The FCR was first introduced by Daniel Yekutieli in his PhD thesis in 2001.

==Definitions==
Not keeping the FCR means $\text{FCR}>q$ when $q= \frac{V}{R} = \frac{\alpha m_0}{R}$, where $m_0$ is the number of true null hypotheses, $R$ is the number of rejected hypothesis, $V$ is the number of false positives, and $\alpha$ is the significance level. Intervals with simultaneous coverage probability $1-q$ can control the FCR to be bounded by $q$.

===Classification of multiple hypothesis tests===

|  | Null hypothesis is true (H_{0}) | Alternative hypothesis is true (H_{A}) | Total |
| Test is declared significant | V | S | R |
| Test is declared non-significant | U | T | $m - R$ |
| Total | $m_0$ | $m - m_0$ | m |

==The problems addressed by FCR==

===Selection===
Selection causes reduced average coverage. Selection can be presented as conditioning on an event defined by the data and may affect the coverage probability of a CI for a single parameter. Equivalently, the problem of selection changes the basic sense of P-values. FCR procedures consider that the goal of conditional coverage following any selection rule for any set of (unknown) values for the parameters is impossible to achieve. A weaker property when it comes to selective CIs is possible and will avoid false coverage statements. FCR is a measure of interval coverage following selection. Therefore, even though a 1 − α CI does not offer selective (conditional) coverage, the probability of constructing a no covering CI is at most α, where

$\Pr[\theta \not\in \mathrm{CI},\ \text{CI constructed}] \leq \Pr[\theta \not\in \mathrm{CI}] \leq \alpha$

===Selection and multiplicity===
When facing both multiplicity (inference about multiple parameters) and selection, not only is the expected proportion of coverage over selected parameters at 1−α not equivalent to the expected proportion of no coverage at α, but also the latter can no longer be ensured by constructing marginal CIs for each selected parameter. FCR procedures solve this by taking the expected proportion of parameters not covered by their CIs among the selected parameters, where the proportion is 0 if no parameter is selected. This false coverage-statement rate (FCR) is a property of any procedure that is defined by the way in which parameters are selected and the way in which the multiple intervals are constructed.

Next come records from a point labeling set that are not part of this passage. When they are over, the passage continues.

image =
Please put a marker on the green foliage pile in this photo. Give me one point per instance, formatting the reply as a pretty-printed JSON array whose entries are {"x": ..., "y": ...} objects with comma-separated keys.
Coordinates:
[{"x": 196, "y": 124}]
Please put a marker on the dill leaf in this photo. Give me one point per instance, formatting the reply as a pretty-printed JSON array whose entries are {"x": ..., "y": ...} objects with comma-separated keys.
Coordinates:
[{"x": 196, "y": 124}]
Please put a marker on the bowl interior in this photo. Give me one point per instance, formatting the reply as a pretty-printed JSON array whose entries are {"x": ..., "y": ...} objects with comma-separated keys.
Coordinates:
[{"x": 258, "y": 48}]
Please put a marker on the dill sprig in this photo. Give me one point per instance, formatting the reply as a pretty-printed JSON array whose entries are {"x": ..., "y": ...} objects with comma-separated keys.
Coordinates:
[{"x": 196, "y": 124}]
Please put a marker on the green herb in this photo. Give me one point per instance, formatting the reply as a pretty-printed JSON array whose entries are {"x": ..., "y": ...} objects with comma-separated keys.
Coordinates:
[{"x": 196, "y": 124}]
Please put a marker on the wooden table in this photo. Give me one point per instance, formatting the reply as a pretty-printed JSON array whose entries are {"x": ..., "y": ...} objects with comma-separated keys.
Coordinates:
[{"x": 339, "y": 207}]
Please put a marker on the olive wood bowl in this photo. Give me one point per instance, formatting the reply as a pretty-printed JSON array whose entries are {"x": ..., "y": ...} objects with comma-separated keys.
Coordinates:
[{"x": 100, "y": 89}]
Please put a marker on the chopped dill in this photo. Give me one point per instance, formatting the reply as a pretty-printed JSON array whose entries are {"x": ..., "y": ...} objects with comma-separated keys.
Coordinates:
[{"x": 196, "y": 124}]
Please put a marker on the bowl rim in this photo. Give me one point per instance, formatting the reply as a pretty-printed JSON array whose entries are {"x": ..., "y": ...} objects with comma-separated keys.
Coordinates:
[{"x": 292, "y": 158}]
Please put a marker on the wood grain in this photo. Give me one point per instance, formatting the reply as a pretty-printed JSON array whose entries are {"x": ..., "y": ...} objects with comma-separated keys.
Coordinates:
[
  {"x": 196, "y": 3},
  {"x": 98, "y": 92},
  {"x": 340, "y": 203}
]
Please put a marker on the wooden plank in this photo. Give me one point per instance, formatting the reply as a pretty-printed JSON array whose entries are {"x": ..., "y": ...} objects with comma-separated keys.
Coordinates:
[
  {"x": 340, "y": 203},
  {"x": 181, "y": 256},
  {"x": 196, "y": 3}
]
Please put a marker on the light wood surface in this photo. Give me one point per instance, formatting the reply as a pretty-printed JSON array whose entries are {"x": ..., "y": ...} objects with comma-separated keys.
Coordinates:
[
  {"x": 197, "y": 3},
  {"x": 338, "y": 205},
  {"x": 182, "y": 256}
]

==Controlling procedures==

===Bonferroni procedure (Bonferroni-selected–Bonferroni-adjusted) for simultaneous CI===
Simultaneous CIs with Bonferroni procedure when we have m parameters, each marginal CI constructed at the 1 − α/m level. Without selection, these CIs offer simultaneous coverage, in the sense that the probability that all CIs cover their respective parameters is at least 1 − α. unfortunately, even such a strong property does not ensure the conditional confidence property following selection.

===FCR for Bonferroni-selected–Bonferroni-adjusted simultaneous CI===
The Bonferroni–Bonferroni procedure cannot offer conditional coverage, however it does control the FCR at <α In fact it does so too well, in the sense that the FCR is much too close to 0 for large values of θ. Intervals selection is based on Bonferroni testing, and Bonferroni CIs are then constructed. The FCR is estimated as, the proportion of intervals failing to cover their respective parameters among the constructed CIs is calculated (setting the proportion to 0 when none are selected). Where selection is based on unadjusted individual testing and unadjusted CIs are constructed.

===FCR-adjusted BH-selected CIs===
In BH procedure for FDR after sorting the p values P(1) ≤ • • • ≤ P(m) and calculating R = max{ j : P( j) ≤ j • q/m}, the R null hypotheses for which P(i) ≤ R • q/m are rejected. If testing is done using the Bonferroni procedure, then the lower bound of the FCR may drop well below the desired level q, implying that the intervals are too long. In contrast, applying the following procedure, which combines the general procedure with the FDR controlling testing in the BH procedure, also yields a lower bound for the FCR, q/2 ≤ FCR. This procedure is sharp in the sense that for some configurations, the FCR approaches q.

1. Sort the p values used for testing the m hypotheses regarding the parameters, P(1) ≤ • • • ≤P(m).

2. Calculate R = max{i : P(i) ≤ i • q/m}.

3. Select the R parameters for which P(i) ≤ R • q/m, corresponding to the rejected hypotheses.

4. Construct a 1 − R • q/m CI for each parameter selected.